Data speaks: Over the past 13 months, central banks worldwide have continued to buy gold, accumulating over 1,000 tons. Major economies like China and Russia have not interrupted their accumulation plans. Since 2025, gold prices have increased by 70%, breaking the 1,000 yuan/gram mark. This is not a coincidence but a vote of confidence from global central banks with real gold and silver.

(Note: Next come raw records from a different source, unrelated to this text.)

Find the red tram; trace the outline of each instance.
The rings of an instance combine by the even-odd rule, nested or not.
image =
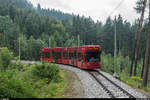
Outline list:
[[[82,69],[101,68],[99,45],[41,48],[40,60],[72,65]]]

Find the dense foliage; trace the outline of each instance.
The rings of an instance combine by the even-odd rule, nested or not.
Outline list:
[[[12,63],[12,58],[11,51],[0,48],[0,98],[53,97],[63,93],[68,83],[57,65]]]
[[[0,46],[8,47],[18,56],[20,39],[21,59],[39,60],[42,47],[77,46],[78,35],[80,45],[101,45],[105,53],[113,55],[115,21],[110,17],[106,23],[94,22],[90,17],[43,9],[39,4],[33,8],[28,0],[2,0],[0,8]],[[118,15],[118,53],[131,56],[137,24],[131,24]],[[140,57],[144,56],[145,31],[142,42]]]

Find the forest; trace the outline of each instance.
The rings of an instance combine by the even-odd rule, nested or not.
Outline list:
[[[141,3],[137,2],[136,5],[135,11],[141,14],[141,9],[138,9]],[[139,20],[135,19],[131,23],[119,14],[116,19],[108,16],[105,23],[94,22],[90,16],[43,9],[40,4],[35,8],[28,0],[0,0],[0,47],[7,47],[14,56],[19,56],[20,43],[21,60],[40,60],[40,48],[77,46],[79,36],[79,45],[101,46],[103,70],[113,73],[116,26],[118,66],[123,66],[118,69],[123,70],[127,67],[129,75]],[[139,77],[145,56],[147,31],[148,19],[145,19],[141,32],[139,63],[137,72],[135,71]],[[108,60],[105,61],[106,59]],[[109,62],[109,59],[112,61]]]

The logic behind this phenomenon is quite clear. First, the proportion of dollar reserves has decreased by 10% over the past decade, and countries are seeking new stores of value. Under geopolitical risks and inflation pressures, hard assets without credit backing but with historical recognition have become highly sought after. Gold has taken the lead in this trend.
Second, this trend sends a clear signal to crypto assets. Bitcoin's advantages as "digital gold" are becoming increasingly apparent—more convenient cross-border transfer, better divisibility, and lower storage costs. 29 listed companies have already included Bitcoin in their balance sheets, and related ETFs have surpassed $170 billion in scale, with institutional funds continuously flowing in.
There are already 562 million people worldwide in the crypto ecosystem. Behind the "rebalancing" by central banks, the traditional financial system is essentially reconstructing its credit foundation. In this process, crypto assets are moving from the periphery to the mainstream, and the potential to become the new generation of value carriers is growing.
Gold has already started, and the subsequent capital flows are worth watching.